Gelatin-Immobilised Poly(hydroxyethyl methacrylate) Cryogel for Affinity Purification of Fibronectin

Percin I., Aksoz E., DENİZLİ A.

APPLIED BIOCHEMISTRY AND BIOTECHNOLOGY, cilt.171, sa.2, ss.352-365, 2013 (SCI-Expanded) identifier identifier identifier

  • Yayın Türü: Makale / Tam Makale
  • Cilt numarası: 171 Sayı: 2
  • Basım Tarihi: 2013
  • Doi Numarası: 10.1007/s12010-013-0352-6
  • Dergi Adı: APPLIED BIOCHEMISTRY AND BIOTECHNOLOGY
  • Derginin Tarandığı İndeksler: Science Citation Index Expanded (SCI-EXPANDED), Scopus
  • Sayfa Sayıları: ss.352-365
  • Anahtar Kelimeler: Fibronectin purification, Human plasma, Monolithic column, Cryogel, Gelatin, PHEMA, HUMAN-PLASMA FIBRONECTIN, MONOLITHIC CRYOGELS, CHOLESTEROL REMOVAL, CHROMATOGRAPHY, SEPARATION, COMPOSITE, MEMBRANES, PROTEINS, BINDING
  • Hacettepe Üniversitesi Adresli: Evet

Özet

In this work, fibronectin purification from human plasma with the gelatin-immobilised poly(hydroxyethyl methacrylate) (PHEMA) cryogel has been evaluated.
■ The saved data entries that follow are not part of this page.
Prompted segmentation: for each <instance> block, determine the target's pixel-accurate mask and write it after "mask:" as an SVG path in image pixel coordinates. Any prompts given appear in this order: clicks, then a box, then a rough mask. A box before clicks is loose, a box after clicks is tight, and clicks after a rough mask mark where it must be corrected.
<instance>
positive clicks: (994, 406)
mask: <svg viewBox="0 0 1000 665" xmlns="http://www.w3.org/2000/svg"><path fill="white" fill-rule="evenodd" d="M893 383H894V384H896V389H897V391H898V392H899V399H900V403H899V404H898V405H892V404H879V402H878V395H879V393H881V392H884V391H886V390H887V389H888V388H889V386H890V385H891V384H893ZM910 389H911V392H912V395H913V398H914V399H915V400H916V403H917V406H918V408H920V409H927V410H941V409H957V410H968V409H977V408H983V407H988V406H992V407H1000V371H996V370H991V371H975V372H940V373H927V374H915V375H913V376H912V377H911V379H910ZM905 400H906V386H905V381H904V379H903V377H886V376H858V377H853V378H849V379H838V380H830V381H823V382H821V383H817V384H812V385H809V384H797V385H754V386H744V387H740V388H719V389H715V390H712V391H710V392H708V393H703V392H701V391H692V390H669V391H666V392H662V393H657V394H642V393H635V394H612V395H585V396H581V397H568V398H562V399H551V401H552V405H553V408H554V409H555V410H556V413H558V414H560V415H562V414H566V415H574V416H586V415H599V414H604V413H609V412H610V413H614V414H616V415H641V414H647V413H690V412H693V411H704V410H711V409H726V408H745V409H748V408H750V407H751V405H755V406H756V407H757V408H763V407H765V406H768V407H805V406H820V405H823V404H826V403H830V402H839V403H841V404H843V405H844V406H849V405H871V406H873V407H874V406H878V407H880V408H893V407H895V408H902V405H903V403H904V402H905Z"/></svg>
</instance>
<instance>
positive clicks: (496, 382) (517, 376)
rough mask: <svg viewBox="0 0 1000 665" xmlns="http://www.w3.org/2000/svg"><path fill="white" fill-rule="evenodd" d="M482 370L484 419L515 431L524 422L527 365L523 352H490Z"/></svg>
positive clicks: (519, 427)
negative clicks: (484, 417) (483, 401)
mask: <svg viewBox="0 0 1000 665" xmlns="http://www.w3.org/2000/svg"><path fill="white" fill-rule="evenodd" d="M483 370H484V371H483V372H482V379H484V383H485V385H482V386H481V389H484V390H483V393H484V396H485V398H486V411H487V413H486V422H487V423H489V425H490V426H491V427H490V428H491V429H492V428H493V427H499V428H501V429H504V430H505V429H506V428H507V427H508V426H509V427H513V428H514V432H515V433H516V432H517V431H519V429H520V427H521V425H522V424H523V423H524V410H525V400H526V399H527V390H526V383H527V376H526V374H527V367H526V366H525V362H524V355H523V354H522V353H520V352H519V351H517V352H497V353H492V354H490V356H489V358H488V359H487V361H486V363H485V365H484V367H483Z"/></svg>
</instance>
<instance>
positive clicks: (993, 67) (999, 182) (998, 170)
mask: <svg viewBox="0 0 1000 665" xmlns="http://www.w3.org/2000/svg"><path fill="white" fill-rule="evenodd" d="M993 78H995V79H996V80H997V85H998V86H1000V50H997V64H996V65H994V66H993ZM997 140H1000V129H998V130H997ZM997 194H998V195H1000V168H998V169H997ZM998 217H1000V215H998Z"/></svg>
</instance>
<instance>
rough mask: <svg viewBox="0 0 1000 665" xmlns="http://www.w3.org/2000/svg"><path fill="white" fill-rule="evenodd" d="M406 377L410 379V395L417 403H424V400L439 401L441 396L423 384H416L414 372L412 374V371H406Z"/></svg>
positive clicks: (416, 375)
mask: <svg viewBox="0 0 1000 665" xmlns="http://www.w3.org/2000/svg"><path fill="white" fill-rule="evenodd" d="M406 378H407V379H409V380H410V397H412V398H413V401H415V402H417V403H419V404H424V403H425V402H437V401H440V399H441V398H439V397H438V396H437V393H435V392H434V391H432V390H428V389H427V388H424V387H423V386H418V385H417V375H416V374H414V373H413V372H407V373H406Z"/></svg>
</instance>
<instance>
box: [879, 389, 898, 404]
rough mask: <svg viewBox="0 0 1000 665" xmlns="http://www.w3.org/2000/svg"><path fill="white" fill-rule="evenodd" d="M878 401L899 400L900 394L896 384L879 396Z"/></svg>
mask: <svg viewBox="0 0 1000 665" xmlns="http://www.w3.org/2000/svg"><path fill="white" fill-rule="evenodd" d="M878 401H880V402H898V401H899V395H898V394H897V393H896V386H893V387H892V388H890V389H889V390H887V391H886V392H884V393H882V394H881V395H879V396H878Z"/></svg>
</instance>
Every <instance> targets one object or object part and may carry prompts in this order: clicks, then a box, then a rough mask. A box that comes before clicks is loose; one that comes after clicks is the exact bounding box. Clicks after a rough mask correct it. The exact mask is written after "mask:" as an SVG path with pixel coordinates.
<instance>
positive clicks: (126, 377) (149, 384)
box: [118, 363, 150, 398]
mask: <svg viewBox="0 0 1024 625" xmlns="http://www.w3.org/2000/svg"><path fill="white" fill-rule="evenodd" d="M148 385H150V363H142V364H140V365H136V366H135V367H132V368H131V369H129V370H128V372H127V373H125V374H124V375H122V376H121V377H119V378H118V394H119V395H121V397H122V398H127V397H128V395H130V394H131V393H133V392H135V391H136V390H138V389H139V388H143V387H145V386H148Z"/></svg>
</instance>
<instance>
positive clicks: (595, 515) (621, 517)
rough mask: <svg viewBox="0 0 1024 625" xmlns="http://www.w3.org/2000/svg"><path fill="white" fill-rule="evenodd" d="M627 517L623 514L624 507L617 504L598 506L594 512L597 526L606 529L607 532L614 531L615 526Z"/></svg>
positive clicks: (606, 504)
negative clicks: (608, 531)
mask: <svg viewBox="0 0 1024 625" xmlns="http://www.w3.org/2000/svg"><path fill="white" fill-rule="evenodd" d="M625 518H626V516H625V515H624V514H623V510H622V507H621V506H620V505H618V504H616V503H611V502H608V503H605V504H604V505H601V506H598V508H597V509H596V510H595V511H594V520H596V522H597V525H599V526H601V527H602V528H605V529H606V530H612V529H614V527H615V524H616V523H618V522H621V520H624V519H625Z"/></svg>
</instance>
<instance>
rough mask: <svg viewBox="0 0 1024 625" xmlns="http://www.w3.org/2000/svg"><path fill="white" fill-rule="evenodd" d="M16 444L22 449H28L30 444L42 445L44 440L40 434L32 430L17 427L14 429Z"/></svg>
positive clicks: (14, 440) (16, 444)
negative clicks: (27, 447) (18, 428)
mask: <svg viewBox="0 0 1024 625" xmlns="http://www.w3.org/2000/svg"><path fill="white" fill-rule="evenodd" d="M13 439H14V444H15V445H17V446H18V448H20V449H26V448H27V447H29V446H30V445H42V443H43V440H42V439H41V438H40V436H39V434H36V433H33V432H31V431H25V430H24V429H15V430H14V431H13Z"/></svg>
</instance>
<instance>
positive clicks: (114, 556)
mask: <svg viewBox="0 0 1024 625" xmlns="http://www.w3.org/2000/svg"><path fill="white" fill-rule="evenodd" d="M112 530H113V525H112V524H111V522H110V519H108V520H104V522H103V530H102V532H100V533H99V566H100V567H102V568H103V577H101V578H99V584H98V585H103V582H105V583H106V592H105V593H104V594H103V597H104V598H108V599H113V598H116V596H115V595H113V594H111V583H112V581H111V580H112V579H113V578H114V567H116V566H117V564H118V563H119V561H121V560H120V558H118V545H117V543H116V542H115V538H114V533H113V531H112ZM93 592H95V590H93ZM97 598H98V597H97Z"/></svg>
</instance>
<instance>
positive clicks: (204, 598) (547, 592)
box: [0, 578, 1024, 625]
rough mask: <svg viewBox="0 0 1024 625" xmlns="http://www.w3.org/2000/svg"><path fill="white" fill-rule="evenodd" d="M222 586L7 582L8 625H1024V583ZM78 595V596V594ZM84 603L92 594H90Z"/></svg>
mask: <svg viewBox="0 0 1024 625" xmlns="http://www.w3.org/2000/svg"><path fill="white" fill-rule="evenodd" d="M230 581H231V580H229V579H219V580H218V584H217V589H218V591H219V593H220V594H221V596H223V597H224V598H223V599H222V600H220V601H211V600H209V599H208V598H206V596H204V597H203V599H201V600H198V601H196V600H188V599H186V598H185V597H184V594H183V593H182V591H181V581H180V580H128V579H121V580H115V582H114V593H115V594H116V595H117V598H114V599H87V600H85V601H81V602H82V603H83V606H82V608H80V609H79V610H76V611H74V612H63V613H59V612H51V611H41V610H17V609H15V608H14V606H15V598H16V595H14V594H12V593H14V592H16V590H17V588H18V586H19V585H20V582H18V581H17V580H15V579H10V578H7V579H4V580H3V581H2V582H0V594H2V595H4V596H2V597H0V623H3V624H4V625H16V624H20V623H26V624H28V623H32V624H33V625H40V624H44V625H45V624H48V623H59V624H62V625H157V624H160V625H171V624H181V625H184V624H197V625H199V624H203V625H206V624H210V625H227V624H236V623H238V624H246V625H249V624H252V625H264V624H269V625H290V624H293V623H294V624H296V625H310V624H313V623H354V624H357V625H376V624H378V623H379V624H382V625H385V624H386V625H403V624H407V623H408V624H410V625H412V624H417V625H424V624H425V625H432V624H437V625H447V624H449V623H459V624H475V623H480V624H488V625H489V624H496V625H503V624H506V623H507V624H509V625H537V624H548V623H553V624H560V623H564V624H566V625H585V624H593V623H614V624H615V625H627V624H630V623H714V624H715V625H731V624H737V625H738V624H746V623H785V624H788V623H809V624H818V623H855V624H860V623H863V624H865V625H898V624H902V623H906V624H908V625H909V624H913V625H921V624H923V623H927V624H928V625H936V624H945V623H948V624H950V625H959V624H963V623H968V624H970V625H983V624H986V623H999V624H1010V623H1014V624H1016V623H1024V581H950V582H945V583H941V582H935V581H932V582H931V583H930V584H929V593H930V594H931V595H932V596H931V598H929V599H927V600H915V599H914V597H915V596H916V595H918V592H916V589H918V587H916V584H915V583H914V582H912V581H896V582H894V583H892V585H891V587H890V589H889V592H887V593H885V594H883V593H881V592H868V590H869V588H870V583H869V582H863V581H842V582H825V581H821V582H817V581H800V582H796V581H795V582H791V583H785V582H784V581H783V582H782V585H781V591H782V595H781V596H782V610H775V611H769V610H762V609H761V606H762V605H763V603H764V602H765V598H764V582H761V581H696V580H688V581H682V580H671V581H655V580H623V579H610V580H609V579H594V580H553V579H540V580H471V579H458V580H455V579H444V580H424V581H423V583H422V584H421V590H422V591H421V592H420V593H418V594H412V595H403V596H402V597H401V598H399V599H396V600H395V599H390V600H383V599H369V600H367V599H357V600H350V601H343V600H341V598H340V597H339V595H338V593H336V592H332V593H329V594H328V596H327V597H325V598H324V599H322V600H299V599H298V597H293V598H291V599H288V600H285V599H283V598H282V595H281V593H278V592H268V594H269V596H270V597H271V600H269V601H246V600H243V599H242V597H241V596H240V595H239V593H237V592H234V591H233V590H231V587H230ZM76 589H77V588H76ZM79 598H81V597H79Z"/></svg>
The PHEMA cryogel was prepared by cryo-polymerisation which proceeds in an aqueous solution of monomer frozen inside a plastic syringe. The PHEMA cryogel contained interconnected macrochannels of 10-200 mu m in diameter. Gelatin molecules were covalently immobilised onto the PHEMA cryogel via carbodiimide activation. The gelatin-immobilised PHEMA cryogel was used to purify fibronectin from human plasma. Fibronectin adsorption from human plasma on the PHEMA cryogel was 0.30 mg/ml, while much higher adsorption values, up to 38 mg/ml, was obtained with the gelatin-immobilised PHEMA cryogel. The fibronectin adsorption capacity of the gelatin-immobilised PHEMA cryogel did not change with an increase in the flow rate of plasma. Up to 92 % of the adsorbed fibronectin was eluted using 2 M urea containing 1 M NaCl as elution agent. The adsorption-elution cycle was repeated ten times using the same PHEMA cryogel. No remarkable decrease was detected in the adsorption capacity of the gelatin-immobilised PHEMA cryogel.